Alex and Duane Hughes with children Hayden, seven, Harrison, two, and Hudson, one. Picture: Dean Martin
Alex and Duane Hughes with children Hayden, seven, Harrison, two, and Hudson, one. Picture: Dean Martin

"Salary sacrifice that half a per cent into super, and if you can afford to do more, aim to do more."

Small extra contributions aren't noticed much now but will reward you later, Marinis says.

"The secret of super is compound interest, and you pay less tax in super than you would externally," he says.

Alex Hughes and husband Duane, both 45, work in their family business GE Hughes Construction Co and are maximising the concessional contributions they put into super each year, which also delivers them tax deductions.

"I always think long term," she says.

"Having that flexibility later in life to do what you want is a great thing.

"We are hoping to give a good start to our children as well."

QSuper chief of member experience Jason Murray says the rise to 12 per cent requires legislative changes to halt it, and "there is currently no legislation on the table to stop the increase".

Murray says it's important to first understand what you want from your retirement.

"There are plenty of free, online tools such as the government's MoneySmart retirement planner calculator that can help you work out what you need and whether you are on track to achieve it," he says.

QSuper chief of member experience Jason Murray. Picture: Supplied
QSuper chief of member experience Jason Murray. Picture: Supplied

Regular extra contributions make a big difference in the long term, Murray says.

"For example, contributing just $20 per week from your take home pay over 30 years can add more than $85,000 to your income in retirement," he says.

"Finding lost and unclaimed super and consolidating your accounts to take advantage of the compound interest on a larger balance and fewer fees will also give your retirement savings a boost."

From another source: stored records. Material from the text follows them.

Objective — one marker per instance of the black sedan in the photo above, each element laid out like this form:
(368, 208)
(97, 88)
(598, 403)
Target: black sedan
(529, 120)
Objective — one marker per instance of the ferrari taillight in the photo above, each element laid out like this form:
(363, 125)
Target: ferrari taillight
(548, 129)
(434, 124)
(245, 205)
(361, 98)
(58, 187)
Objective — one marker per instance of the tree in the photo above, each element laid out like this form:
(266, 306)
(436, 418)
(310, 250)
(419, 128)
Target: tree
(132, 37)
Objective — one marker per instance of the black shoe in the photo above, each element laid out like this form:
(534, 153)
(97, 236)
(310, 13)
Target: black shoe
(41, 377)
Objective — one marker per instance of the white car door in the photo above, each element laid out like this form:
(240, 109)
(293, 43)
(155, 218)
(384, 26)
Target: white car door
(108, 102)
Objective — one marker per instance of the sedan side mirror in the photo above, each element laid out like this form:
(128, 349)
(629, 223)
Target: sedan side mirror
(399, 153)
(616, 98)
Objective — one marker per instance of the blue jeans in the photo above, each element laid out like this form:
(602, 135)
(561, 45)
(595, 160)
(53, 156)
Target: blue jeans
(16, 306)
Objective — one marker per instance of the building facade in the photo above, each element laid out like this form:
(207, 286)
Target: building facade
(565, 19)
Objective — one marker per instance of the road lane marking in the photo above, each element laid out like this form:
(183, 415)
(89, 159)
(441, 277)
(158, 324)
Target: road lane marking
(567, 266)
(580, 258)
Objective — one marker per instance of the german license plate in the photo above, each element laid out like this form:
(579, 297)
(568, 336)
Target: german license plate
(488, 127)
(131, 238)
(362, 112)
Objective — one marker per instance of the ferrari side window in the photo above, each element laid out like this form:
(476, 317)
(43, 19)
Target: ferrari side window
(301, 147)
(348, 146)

Retirement coach and founder of 64PLUS Dr Jon Glass does not expect compulsory super to rise to 12 per cent "any time soon" and says people 10-15 years out from retirement should do a two-step analysis:

"What kind of lifestyle do you want to have? For example, do you wish to go travelling often, occasionally overseas?" he says.

"Then, estimate the annual spend that will be required to support that lifestyle, and match it to your actual superannuation savings."

Glass says super savers should be flexible, work to change bad habits around savings and consumption, and do some research on how compound interest works.

"The investment industry sometimes falls short in its task of educating investors," he says.

"You need to understand the long-term benefits of putting money into superannuation early and regularly."


• Make extra tax-deductible contributions through salary sacrifice or other personal injections.

• Use government incentives and tax breaks to boost your spouse's super.

• Lower income workers can access the $500 government co contribution annually.

• Check that your mix of assets in super will give you the strongest long-term growth.

• Don't chop and change investments when financial markets get volatile.

• Find lost super and combine multiple accounts to save money of fees.